I am grateful to my hon. Friend. I was in no way seeking to be critical of him. His amendment was a big improvement on what was available in the Bill. There is a very real concern across the country and in the business community, which has been articulated by senior business leaders, that the referendum and the date on which it is held could jeopardise a huge benefit to the country, because the single market is worth between £62 billion and £78 billion to this nation. That is £3,000 per household, so if we are to have a referendum, getting the date right is crucial. We do not want to put in further jeopardy that huge benefit to the British economy and all those millions of British workers who rely on the European Union for their livelihood.
When the hon. Gentleman refers to extremists, is he aware that France, Ireland, Holland and Denmark have all had referendums? There is nothing extreme about that. Furthermore, to hold a referendum before the end of 2014 has enormous attractions and I will vote for it. I raised the issue in my debate against Nigel Farage in the party conference this year, and I also made a speech and put out a press release the previous year, calling for the same position.
I am grateful to the hon.

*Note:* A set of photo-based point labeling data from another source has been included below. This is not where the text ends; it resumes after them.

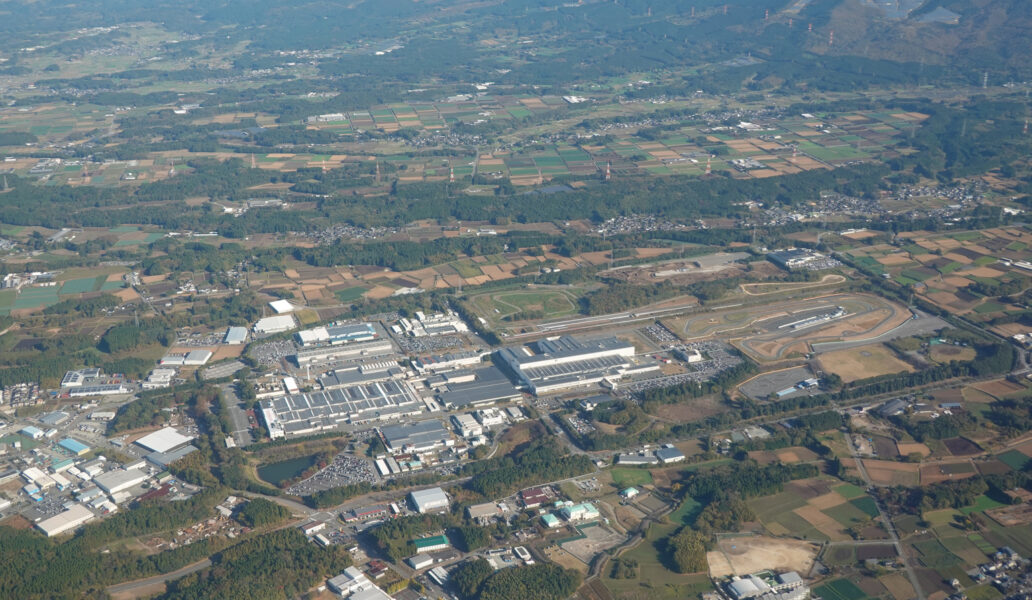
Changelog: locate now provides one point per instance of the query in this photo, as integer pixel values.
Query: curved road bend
(130, 586)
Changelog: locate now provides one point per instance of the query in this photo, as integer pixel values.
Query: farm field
(944, 266)
(746, 555)
(863, 362)
(654, 578)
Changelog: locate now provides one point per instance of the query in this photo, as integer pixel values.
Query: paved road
(890, 528)
(130, 586)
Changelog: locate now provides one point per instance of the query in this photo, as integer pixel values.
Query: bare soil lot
(863, 362)
(741, 556)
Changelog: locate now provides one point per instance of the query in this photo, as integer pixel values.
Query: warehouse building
(65, 522)
(37, 478)
(120, 480)
(74, 446)
(578, 512)
(191, 358)
(277, 324)
(638, 459)
(55, 418)
(420, 562)
(427, 501)
(429, 544)
(419, 437)
(476, 388)
(163, 440)
(81, 377)
(466, 425)
(103, 389)
(31, 432)
(446, 361)
(362, 374)
(282, 307)
(337, 334)
(235, 336)
(563, 362)
(352, 351)
(304, 413)
(163, 460)
(669, 454)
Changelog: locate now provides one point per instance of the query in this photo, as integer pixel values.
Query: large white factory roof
(275, 324)
(163, 440)
(282, 307)
(67, 520)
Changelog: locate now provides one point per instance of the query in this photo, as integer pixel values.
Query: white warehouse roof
(163, 440)
(282, 307)
(67, 520)
(425, 500)
(275, 324)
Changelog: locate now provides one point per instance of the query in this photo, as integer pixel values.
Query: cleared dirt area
(773, 288)
(823, 523)
(888, 473)
(939, 473)
(141, 592)
(944, 353)
(863, 362)
(998, 388)
(898, 586)
(691, 410)
(908, 448)
(741, 556)
(565, 559)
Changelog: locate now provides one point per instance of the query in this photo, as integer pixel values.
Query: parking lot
(428, 344)
(223, 370)
(346, 469)
(271, 353)
(716, 358)
(659, 333)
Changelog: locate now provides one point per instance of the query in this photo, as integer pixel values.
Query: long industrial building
(337, 334)
(304, 413)
(566, 361)
(352, 351)
(482, 387)
(420, 437)
(65, 522)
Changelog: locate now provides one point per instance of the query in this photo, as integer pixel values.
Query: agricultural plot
(654, 577)
(863, 362)
(944, 267)
(839, 590)
(741, 556)
(626, 477)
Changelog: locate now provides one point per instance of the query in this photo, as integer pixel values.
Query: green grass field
(769, 508)
(624, 477)
(980, 543)
(350, 294)
(839, 590)
(465, 270)
(549, 303)
(847, 514)
(848, 491)
(79, 285)
(686, 512)
(867, 505)
(1013, 459)
(935, 556)
(980, 504)
(654, 580)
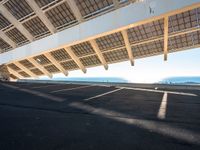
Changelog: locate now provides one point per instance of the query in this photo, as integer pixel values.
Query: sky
(147, 70)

Gentleman, but I was not referring to extremists in France and Denmark. I was referring to extremists on the Conservative Benches who have taken the Prime Minister hostage.
I thank the hon. Gentleman for his intervention, and it is one of the reasons why I have always supported the campaign to get him on to his party’s Front Bench. I hope that the Minister for Europe has listened to the call for clarity from his Back Benches, and even at this point will intervene on me to tell the House what powers and competences he wants to get back.
I apologise to the hon. Gentleman, but I want to make a bit more progress on something in which I think he will be very interested.
The hon. Member for Windsor tabled his amendment before the European Scrutiny Committee had completed its task of reviewing the significance of the justice and home affairs opt-out decision, and all those responsibilities that the Government want to opt back in to. At paragraph 552 on page 148 of its report, it said that the Home Secretary had made it clear that the block opt-out was
“first and foremost about bringing powers back home.”
That is a view apparently shared by the Justice Secretary, who is also quoted in the report as saying that he regarded it as
“part of a process of bringing powers back to this country.”
But, sadly, the European Scrutiny Committee reached a very different conclusion. After examining a series of witnesses, it said:
“We see little evidence of a genuine and significant repatriation of powers.”
Given that the balance of competences review has dragged on and on, and will no doubt drag on some more, if the Minister for Europe cannot tell the House soon what powers and competences the Prime Minister wants to repatriate, the scepticism in his own party’s ranks, never mind throughout the country, will just grow and grow.